Mulut kering, sedasi, skonstivasi, dan urunary hesitency dapat terjadi. Perawat harus
memantau asupan haluaran dan kebiasaan defekasi klien. Karena ada kemungkinan hipotensi
ortostatik. Obat-obatan ini dapat meningkatkan tekanan intraokular pada kasus glaukoma,
meningkatkan retensi urine pada kasus hipertrofi prostat benigna, dan menyebabkan
hiperperiksia. Pemberian obat-obatan ini tidak boleh diberhentikan secara tiba-tiba kecuali
diindtruksikan oleh dokter atau perawat lanjutan.

Obat-obatan ini tidak boleh diberikan bersamaan dengan MAOI karena pbat-obatan
ini memiliki efek sinergestik yang tinggi. Periode washout selama minimal 3 minggu
dipelukan antara waktu dihentikannya pemberian satu obat dengan dimulainya pemberian
obat yang lain.

MAOI. Efek samping umumnya adalah pusing, mual, muntal, mulut kering, insomia,
urinary hesitancy, hipotensi ortostatik, konstipasi, kelemahan, reflek mioklonik, dan
kehilangan nafsu makan serta penurunan berat badan dapat terjadi, biasanya disertai hipotens,
diare, salivasi, kram abdomen, dan lakrimasi. Pada terapi selanjutnya dapat terjadi
penambahan berat badan, kecanduan karbohidrat, kesulitan melakukan sanggama,
hipoglekimia, kram, disorientasi, neuropati perifer, dan edema.
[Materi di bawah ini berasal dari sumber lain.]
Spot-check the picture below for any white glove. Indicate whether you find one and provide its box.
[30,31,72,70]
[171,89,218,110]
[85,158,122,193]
Antidepresan Atipikal. Kelas antidepresan ini ditoleransi dengan baik dan kurang
toksik dapipada ATS, heterosiklik, dan MAOI. Antidepresan ini meliputi venlafaksin,
bupropion, dan nefazodon.

f. Memberikan penyuluhan kepada klien dan keluarga

Klien dan keluarga harus belajar cara menatalaksana program pengobatan, karena
klien perlu mengkonsumsi obat-obatan ini selama berbulan-bulan, bertahun-tahun, atau
bahkan seumur hidup. Penyuluhan akan meningkatkan kepatuhan. Klien harus tahu berapa
kali ia perlu kembali untuk menjalani pemantauan dan pemeriksaan diagnostik.

Klien dan keluarga harus mengetahui bahwa hasil akhir terapi yang paling baik
dicapai jika digunakan kombinasi psikoterapi dan antidepresan. Psikoterapi membantu klien
menggali isu-isu kemarahan, ketergantungan, rasa bersalah, keputusasaan, ketidakberdayaan,
kehilangan suatu benda, isu interpersonal dan keyakinan yang tidak rasional. Tujuannya ialah
membalikkan pandangan klien yang negatif tentang masa depan, meningkatkan citra dirinya,
dan membantu meningkatkan kopetensi serta penguasaan diri.

6. Evaluasi

Rencana pulang dikembangkan dengan memanfaatkan sumber-sumber di dalam


keluarga dan masyarakat. Hal ini mencakup penyuluhan klien dan keluarga yang menyeluruh
tentang program pengobatan. Individu yang memahami dan memiliki kesempatan untuk
berpartisipasi dalam menulis rencana terapinya lebih mungkin mematuhi rencana tersebut.
Klien mungkin mampu tetap berada dalam masyarakat dengan tetap melakukan kunjungan
rawat jalan untuk psikoterapi dan penatalaksanaan pengobatan, hospitalisasi parsial, atau
kunjungan rumah oleh perawat jiwa. Klien dan keluarga harus mengetahui kriteria
pemulangan dan masuk kembali ke rumah sakit dan harus mengetahui cara memperoleh
bantuan dalam mengkaji kebutuhan untuk rumah sakit.